🤖 AI Summary
Existing humanoid robot policies often rely on reference motions or task-specific rewards, limiting their ability to generalize across object geometries and compose diverse skills over extended time horizons. This work proposes the first unified interaction representation based on distance fields, leveraging geometric cues—such as surface distance, gradient, and velocity decomposition—to drive a single whole-body humanoid policy without requiring reference motions. By integrating a variational autoencoder (VAE), an adversarial interaction prior, and DAgger-style distillation, and by aligning egocentric depth features across domains, the framework enables seamless sim-to-real transfer using only visual inputs. Evaluated on objects scaled from 0.4× to 1.6×, the system achieves 80–100% success rates on PickUp and SitStand tasks, 62.1% on multi-task composition trajectories, and supports continuous execution of skill sequences up to 40 steps long.
📝 Abstract
Humanoid robots that autonomously interact with physical environments over extended horizons represent a central goal of embodied intelligence. Existing approaches rely on reference motions or task-specific rewards, tightly coupling policies to particular object geometries and precluding multi-skill generalization within a single framework. A unified interaction representation enabling reference-free inference, geometric generalization, and long-horizon skill composition within one policy remains an open challenge. Here we show that Distance Field (DF) provides such a representation: LessMimic conditions a single whole-body policy on DF-derived geometric cues--surface distances, gradients, and velocity decompositions--removing the need for motion references, with interaction latents encoded via a Variational Auto-Encoder (VAE) and post-trained using Adversarial Interaction Priors (AIP) under Reinforcement Learning (RL).
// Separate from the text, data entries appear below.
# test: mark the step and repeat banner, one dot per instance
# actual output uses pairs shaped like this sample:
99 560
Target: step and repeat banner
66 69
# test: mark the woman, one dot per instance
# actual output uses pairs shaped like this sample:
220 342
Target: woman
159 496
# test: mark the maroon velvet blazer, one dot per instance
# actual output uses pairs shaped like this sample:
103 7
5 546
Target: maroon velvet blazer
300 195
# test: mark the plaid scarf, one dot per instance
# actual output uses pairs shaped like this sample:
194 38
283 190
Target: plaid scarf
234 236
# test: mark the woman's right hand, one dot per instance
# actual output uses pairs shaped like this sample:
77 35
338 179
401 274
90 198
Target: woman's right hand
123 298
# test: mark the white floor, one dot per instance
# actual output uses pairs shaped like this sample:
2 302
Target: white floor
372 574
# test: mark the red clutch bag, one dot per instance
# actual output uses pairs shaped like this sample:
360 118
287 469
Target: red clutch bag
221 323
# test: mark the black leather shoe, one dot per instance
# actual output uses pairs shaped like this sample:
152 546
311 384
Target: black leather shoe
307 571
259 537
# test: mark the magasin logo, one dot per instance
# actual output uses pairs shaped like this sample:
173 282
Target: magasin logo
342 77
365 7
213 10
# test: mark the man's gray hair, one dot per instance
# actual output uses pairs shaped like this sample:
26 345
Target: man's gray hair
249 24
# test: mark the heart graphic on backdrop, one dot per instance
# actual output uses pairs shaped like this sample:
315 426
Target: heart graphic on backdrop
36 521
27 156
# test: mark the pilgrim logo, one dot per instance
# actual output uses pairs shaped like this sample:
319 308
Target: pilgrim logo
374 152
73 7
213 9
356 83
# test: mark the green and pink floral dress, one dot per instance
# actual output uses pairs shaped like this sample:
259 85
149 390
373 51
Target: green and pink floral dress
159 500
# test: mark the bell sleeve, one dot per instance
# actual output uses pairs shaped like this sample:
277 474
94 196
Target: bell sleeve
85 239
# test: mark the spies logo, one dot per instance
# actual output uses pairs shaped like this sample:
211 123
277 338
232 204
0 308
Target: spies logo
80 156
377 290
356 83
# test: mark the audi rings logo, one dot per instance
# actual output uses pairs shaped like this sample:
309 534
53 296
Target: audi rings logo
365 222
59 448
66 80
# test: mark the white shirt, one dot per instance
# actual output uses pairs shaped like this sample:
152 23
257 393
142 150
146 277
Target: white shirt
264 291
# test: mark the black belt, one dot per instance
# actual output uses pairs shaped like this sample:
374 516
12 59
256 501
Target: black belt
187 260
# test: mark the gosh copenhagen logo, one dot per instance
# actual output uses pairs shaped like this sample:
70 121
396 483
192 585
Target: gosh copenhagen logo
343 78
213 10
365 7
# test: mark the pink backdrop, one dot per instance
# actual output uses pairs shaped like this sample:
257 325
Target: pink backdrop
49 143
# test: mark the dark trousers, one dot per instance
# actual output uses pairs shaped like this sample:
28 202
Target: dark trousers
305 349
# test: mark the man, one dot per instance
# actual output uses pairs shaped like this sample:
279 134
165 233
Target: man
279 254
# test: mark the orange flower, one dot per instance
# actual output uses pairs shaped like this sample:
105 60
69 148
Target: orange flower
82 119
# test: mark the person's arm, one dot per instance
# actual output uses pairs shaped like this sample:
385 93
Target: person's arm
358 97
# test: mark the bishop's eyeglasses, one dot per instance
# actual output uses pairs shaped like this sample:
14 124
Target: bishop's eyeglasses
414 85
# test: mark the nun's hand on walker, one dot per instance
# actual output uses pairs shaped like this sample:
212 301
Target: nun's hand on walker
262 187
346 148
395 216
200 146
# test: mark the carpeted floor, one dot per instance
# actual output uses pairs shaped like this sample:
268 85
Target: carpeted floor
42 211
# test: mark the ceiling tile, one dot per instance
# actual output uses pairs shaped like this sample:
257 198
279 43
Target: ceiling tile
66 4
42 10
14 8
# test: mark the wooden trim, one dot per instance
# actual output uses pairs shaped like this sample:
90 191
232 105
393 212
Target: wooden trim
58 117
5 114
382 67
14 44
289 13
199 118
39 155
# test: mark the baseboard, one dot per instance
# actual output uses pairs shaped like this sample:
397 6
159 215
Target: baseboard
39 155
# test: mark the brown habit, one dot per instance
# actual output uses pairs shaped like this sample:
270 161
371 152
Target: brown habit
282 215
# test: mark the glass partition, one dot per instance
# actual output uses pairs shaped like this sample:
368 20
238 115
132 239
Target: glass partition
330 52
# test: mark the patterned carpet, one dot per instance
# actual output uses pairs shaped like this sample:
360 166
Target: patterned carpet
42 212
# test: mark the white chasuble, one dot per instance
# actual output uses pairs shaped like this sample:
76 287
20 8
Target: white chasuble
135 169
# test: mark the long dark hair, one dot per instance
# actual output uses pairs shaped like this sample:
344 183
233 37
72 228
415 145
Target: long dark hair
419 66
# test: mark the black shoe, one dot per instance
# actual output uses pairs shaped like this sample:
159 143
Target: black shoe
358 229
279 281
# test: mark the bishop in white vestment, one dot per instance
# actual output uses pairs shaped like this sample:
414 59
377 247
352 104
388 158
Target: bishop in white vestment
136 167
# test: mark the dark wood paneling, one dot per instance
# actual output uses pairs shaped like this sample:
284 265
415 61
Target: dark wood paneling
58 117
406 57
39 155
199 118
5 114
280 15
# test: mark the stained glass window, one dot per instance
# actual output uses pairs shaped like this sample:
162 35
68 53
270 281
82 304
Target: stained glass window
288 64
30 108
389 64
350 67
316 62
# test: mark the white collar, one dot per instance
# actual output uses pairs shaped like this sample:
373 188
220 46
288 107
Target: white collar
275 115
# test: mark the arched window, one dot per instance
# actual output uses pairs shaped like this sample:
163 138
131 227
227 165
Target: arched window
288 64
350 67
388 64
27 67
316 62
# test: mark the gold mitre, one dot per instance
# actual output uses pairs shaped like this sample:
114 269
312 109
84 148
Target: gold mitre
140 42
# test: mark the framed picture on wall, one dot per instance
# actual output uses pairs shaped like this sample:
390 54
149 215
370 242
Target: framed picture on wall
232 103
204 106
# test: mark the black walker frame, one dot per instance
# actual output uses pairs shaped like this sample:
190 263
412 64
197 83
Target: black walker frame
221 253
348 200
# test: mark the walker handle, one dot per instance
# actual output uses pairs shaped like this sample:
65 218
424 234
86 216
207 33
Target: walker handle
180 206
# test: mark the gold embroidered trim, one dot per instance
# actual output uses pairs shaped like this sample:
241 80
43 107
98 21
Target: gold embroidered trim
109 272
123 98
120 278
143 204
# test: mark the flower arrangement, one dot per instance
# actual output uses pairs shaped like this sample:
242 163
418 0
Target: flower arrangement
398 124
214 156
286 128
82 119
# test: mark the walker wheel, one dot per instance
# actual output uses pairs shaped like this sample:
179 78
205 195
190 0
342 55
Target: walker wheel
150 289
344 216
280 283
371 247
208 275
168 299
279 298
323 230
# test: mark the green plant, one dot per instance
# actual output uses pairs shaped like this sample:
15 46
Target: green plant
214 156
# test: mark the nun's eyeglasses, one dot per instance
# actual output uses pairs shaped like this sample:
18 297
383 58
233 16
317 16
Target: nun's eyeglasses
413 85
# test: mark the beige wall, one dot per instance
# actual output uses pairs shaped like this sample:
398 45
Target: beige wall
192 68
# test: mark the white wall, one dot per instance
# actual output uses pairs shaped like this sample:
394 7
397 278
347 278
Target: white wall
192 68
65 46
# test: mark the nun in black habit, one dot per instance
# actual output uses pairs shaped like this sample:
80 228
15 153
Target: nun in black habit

Through DAgger-style distillation that aligns DF latents with egocentric depth features, LessMimic further transfers seamlessly to vision-only deployment without motion capture (MoCap) infrastructure. A single LessMimic policy achieves 80--100% success across object scales from 0.4x to 1.6x on PickUp and SitStand where baselines degrade sharply, attains 62.1% success on 5 task instances trajectories, and remains viable up to 40 sequentially composed tasks. By grounding interaction in local geometry rather than demonstrations, LessMimic offers a scalable path toward humanoid robots that generalize, compose skills, and recover from failures in unstructured environments.